En bref
  • Suppression de la visite médicale OFII pour certaines catégories de talents étrangers à compter du 22 août 2014
  •  Modification du salaire de référence pour la délivrance de la CBE
Claude Guéant, Laurent Wauquiez et Xavier Bertrand ont réuni les principaux responsables des universités et des grandes écoles françaises sur la question de l’accès des étudiants étrangers au marché du travail français

Communiqué

Claude Guéant, ministre de l’intérieur, de l’outre-mer, des collectivités territoriales et de l’immigration, Laurent Wauquiez, ministre de l’enseignement supérieur et de la recherche, et Xavier Bertrand, ministre du travail, de l’emploi et de la santé, ont tenu aujourd’hui une réunion avec les principaux responsables des universités et des grandes écoles françaises, pour faire le point sur la question de l’accès des ressortissants étrangers récemment diplômés au marché du travail français.

 

La circulaire du 31 mai 2011 est une instruction générale sur la politique d’immigration professionnelle, qui rappelle et commente le droit en vigueur sur ce sujet. Elle n’aborde que succinctement la situation des étrangers récemment diplômés.

 

Cependant, des élus et des présidents d’université et de grandes écoles ont signalé des cas d’étrangers récemment diplômés qui n’ont pas obtenu le titre de séjour leur permettant de travailler dans notre pays.

 

Afin de dissiper tout malentendu, les ministres ont donc décidé d‘adresser aux préfets dès la semaine prochaine, une circulaire complémentaire, donnant les orientations applicables à la situation spécifique des diplômés étrangers hautement qualifiés, de niveau au moins égal au master 2, qui souhaitent acquérir en France une première expérience professionnelle, conformément à la loi en vigueur.

 

Cette circulaire complémentaire invitera les préfets à faire en sorte que la nécessaire maîtrise de l’immigration professionnelle ne se fasse pas au détriment de l’attractivité du système d’enseignement supérieur, ni des besoins de certaines de nos entreprises en compétences spécifiques de haut niveau.

 

Ainsi, cette instruction précisera explicitement que la connaissance approfondie d’un pays ou d’une culture étrangère peut constituer une compétence spécifique recherchée, par exemple pour la conquête d’un nouveau marché. Cela sera pris en compte dans l’appréciation des demandes de titres de séjour avec autorisation de travailler.

 

En effet, à l’occasion de cette réunion qui a donné lieu à des échanges fructueux, les ministres ont rappelé que la politique du Gouvernement poursuit deux objectifs :

  • d’une part, permettre aux entreprises françaises, notamment celles qui sont exposées à la concurrence internationale, de recruter des cadres performants, quelle que soit leur nationalité, dès lors que ceux-ci disposent de compétences dont ces entreprises ne peuvent se passer ;
  • d’autre part, donner toutes ses chances à notre pays pour se développer malgré la crise. La situation de l’emploi dans notre pays justifie en effet la politique de limitation du flux de l’immigration professionnelle.

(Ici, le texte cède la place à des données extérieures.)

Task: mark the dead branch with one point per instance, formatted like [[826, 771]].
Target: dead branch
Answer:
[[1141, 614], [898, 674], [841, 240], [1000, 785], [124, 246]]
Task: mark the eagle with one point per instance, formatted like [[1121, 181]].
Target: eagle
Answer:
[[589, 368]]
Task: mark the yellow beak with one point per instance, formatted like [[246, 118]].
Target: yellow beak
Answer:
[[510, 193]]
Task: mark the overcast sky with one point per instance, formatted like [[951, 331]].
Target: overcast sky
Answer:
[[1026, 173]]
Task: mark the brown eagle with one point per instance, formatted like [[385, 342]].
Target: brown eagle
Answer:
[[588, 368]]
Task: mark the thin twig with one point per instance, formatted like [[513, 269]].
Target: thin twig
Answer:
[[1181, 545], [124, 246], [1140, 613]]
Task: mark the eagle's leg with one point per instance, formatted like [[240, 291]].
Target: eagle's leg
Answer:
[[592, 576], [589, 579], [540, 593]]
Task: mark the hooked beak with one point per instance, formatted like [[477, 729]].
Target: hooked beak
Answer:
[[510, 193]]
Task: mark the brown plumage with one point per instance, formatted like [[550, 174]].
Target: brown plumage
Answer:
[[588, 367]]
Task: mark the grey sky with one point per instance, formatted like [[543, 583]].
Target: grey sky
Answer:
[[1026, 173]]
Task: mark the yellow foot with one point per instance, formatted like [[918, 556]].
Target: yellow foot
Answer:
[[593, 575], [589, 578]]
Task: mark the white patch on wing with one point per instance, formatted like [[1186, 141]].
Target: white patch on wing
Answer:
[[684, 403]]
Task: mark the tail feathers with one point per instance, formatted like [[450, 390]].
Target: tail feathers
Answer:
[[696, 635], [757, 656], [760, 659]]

Les ministres ont également rappelé que le recours à l’immigration professionnelle ne doit pas couvrir des pratiques de « dumping social ». Le recrutement d’un ressortissant étranger ne peut pas être un procédé visant à servir des salaires inférieurs au niveau du marché.

 

Ces instructions complémentaires réaffirmeront les principes de la politique d’accueil des étudiants étrangers dans notre pays. La France est un pays ouvert aux étudiants étrangers (58.419 étudiants venant de pays non-européens ont été accueillis au cours des 11 premiers mois de l’année 2011, contre 50.656 en 2009 ; le nombre de changements de statut a augmenté de 26% en 2011). Cet accueil s’inscrit dans une politique qui vise à privilégier les niveaux master et doctorat et à favoriser les « mobilités encadrées », c’est-à-dire les échanges entre établissements fondés sur une convention de partenariat.

 

Au total, la nouvelle circulaire qui sera envoyée aux préfets maintiendra un équilibre entre protection de l’emploi en France, d’une part, et attractivité et compétitivité, d’autre part.